Gewinnt am Ende das Äußere des Recruitingroboters gar zu sehr an Gewicht? In welcher Befragung hätten denn Personaler dem Thema Niedlichkeit im Zusammenhang mit dem Bewerbungsgespräch Bedeutung beigemessen?
Warum der Scheideweg der Humanzentrierung bereits erreicht ist
Wir müssen derzeit stark aufpassen, dass die Bestrebungen, menschliches Verhalten in Software und Roboter zu bringen, um sie akzeptierbar und nahbar zu machen, nicht dazu führt, dass wir den eigentlichen Zweck darüber vergessen.

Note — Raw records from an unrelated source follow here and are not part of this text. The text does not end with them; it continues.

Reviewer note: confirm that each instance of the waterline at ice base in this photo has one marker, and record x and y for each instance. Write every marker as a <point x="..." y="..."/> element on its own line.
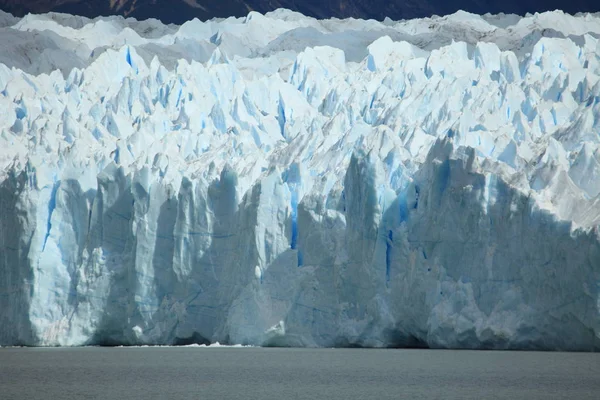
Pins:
<point x="279" y="180"/>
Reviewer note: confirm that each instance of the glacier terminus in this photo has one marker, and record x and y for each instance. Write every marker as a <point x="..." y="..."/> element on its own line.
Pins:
<point x="280" y="180"/>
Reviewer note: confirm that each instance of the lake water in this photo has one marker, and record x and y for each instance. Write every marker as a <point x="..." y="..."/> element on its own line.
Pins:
<point x="270" y="373"/>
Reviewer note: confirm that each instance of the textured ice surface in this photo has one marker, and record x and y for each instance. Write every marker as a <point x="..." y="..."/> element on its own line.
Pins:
<point x="279" y="180"/>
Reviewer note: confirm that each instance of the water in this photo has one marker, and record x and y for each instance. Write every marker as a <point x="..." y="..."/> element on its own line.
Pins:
<point x="267" y="373"/>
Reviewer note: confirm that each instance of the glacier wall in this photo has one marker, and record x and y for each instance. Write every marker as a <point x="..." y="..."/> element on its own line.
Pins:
<point x="280" y="180"/>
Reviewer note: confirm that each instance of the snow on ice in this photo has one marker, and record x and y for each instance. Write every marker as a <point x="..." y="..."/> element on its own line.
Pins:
<point x="281" y="180"/>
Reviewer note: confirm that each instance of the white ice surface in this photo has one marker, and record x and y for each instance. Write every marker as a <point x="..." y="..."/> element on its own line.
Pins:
<point x="280" y="180"/>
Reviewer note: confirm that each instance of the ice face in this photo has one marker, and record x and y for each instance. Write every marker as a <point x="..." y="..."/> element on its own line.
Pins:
<point x="422" y="183"/>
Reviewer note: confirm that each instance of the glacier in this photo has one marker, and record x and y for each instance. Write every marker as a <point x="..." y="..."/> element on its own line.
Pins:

Es geht beim Einsatz von Robotern im Recruiting nicht in erster Linie darum, dem Bewerber ein quasimenschliches Substitut gegenüber zu setzen. Es geht um bessere Auswahlentscheidungen!!
Und jetzt haben wir den Knackpunkt erreicht, den ich mit meinem Experiment #Robojob verdeutlichen wollte:
Komplett unabhängig davon, wie ein möglicher Recruitingroboter aussieht oder was er bisher schon geleistet hat (zum Beispiel vor den Vereinten Nationen zu sprechen), geht es im Grunde immer um die eine Frage. Nämlich ob der im Roboter eingesetzt Algorithmus tatsächlich, live und in echt, wirklich und real, unseren Personalauswahlprozess verbessert oder nicht. Alles andere ist reine (Selbst)Täuschung. Und im Beitrag von mir als eine Art Nebelgranate konzipiert.
Fazit zum Experiment #Robojob
Bewerber, die sich einem allzu vermenschlichten Recruitingroboter gegenübersehen, werden an diesen vermutlich unbewusst die gleichen Erwartungshaltungen stellen, wie an einen Menschen. Umgekehrt würden nicht-humanoide Recruitingroboter den Ausbruch aus dem klassischen analogen Prozess der Personalauswahl bedeuten. Mit der Chance auf einen völlig neu gedachten digitalen Prozess.
Derzeit zielen die Bemühungen in meinen Augen zu sehr darauf ab, ein paralleles digitales Erlebnis zu generieren. Wie im Auswahlprozess zwischen zwei Menschen. Das zeigt auch das Experiment #Robojob ansatzweise.
Auch deutet es darauf hin, dass Personaler in Zukunft noch immer von den gleichen menschlichen Mechanismen getrieben werden und damit den gleichen Fehlern bei der Personalauswahl wie bisher unterliegen. Über eine Vermenschlichung diese Fehler indirekt in die Roboter hinein zu programmieren oder über fortlaufende Algorithmen-Trainings wieder anzulernen, darf nicht passieren.
Denn dann sind uns die Roboter zwar ähnlich. Sie können jedoch den gewünschten Zweck, uns gerade nicht (!) zu ähnlich zu sein, nicht mehr erfüllen.